Having thus taken a last proud farewell of society, with all its forms and conventionalities, he turned him to the task of pouring out his envenomed and disappointed spirit in works which society was as certain to proscribe as it was to peruse; and there followed that marvellous series of poems to which we have already referred as his most peculiar and powerful productions-most powerful, because most sincere. And yet the public proved how false and worthless its former estimate of Byron's genius had been, by denouncing those, his best doings, not merely for their wickedness, but for their artistic execution. It is humiliating to revert to the reviews and newspapers of that period, and to read the language in which they speak of Cain," "Sardanapalus," and the "Vision of Judgment," uniformly treating them as miserable fallings-off from his former self-beneath even the standard of his " English Bards and Scotch Reviewers." "Cain " we regard not only as Byron's noblest production, but as one of the finest poems in this or any language.
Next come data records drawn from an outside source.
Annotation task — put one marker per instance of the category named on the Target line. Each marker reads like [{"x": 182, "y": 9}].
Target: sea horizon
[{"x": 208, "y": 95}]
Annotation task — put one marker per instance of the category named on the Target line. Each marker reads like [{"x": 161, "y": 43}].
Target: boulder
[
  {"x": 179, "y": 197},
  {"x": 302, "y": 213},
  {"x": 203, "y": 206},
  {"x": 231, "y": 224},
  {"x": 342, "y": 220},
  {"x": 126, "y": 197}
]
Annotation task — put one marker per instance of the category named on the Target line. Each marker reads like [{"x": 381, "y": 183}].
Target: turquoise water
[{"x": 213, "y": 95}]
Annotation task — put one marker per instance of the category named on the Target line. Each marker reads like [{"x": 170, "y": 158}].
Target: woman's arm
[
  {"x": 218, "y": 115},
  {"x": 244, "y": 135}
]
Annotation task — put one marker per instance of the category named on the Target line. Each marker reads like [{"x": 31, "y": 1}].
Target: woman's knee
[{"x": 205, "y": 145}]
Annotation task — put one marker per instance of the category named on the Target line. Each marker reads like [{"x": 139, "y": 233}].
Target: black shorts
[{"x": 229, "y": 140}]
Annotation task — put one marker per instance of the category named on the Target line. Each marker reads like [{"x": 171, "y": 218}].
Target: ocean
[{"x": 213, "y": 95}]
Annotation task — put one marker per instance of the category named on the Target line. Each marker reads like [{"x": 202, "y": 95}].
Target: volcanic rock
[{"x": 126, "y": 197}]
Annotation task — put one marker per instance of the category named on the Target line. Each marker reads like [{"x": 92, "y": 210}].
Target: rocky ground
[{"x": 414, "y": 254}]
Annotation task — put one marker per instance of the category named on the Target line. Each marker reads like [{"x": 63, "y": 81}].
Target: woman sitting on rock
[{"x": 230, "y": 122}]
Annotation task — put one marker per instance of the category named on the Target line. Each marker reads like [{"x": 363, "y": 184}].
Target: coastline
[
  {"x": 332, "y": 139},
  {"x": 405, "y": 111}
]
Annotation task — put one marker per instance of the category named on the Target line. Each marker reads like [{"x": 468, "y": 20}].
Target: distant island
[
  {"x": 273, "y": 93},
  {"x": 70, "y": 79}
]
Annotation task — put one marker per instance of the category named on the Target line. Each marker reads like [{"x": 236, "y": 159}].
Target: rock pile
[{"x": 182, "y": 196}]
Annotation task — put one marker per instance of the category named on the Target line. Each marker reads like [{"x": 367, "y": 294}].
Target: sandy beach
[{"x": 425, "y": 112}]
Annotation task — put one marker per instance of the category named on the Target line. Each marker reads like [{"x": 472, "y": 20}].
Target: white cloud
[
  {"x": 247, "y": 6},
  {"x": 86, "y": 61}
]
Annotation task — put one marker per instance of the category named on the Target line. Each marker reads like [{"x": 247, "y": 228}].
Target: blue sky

It is such a work as Milton, had he been miserable, would have written There is nothing in Paradise Lost" superior to Cain's flight with. Lucifer through the stars, and 'nothing in Shakspeare superior to his conversations with his wife Adah. We speak simply of its merits as a work of art-its object is worthy of all condemnation: that is, to paint a more soured and savage Manfred, engaged in a controversy, not merely with himself, but with the system of which he is one diseased and desperate member; in the unequal strife overwhelmed,

and, as if the crush of Omnipotence were not enough, bringing down after him, in his fall, the weight of a brother's blood; and the object of the fable is not, as it ought to have been, to show the madness of all selfish struggle against the laws of the universe, but to more than intimate the poet's belief, that the laws which occasion such a struggle are cruel and unjust. There is an unfair distribution of misery and guilt in the story. The misery principally accrues to Cain; but a large proportion of the guilt is caught, as by a whirlwind, and flies up in the face of his Maker. The great crime of the poem is not that its hero utters blasphemies, but that you shut it with a doubt whether these blasphemies be not true. Milton wrote his great poem to "justify the ways of God to man;" Byron's object seems to be, to justify the ways of man to God-even his wildest and most desperate doings. The pleading is eloquent, but hopeless. It is the bubble on the ridge of the cataract praying not to be carried over and hurried on. Equally vain it is to struggle against those austere and awful laws by which moments of sin expand into centuries of punishment. Yet this was Byron's own life-long struggle, and one which, like men who fight their battles o'er again in sleep, he renewed again and again in every dream of his imagination.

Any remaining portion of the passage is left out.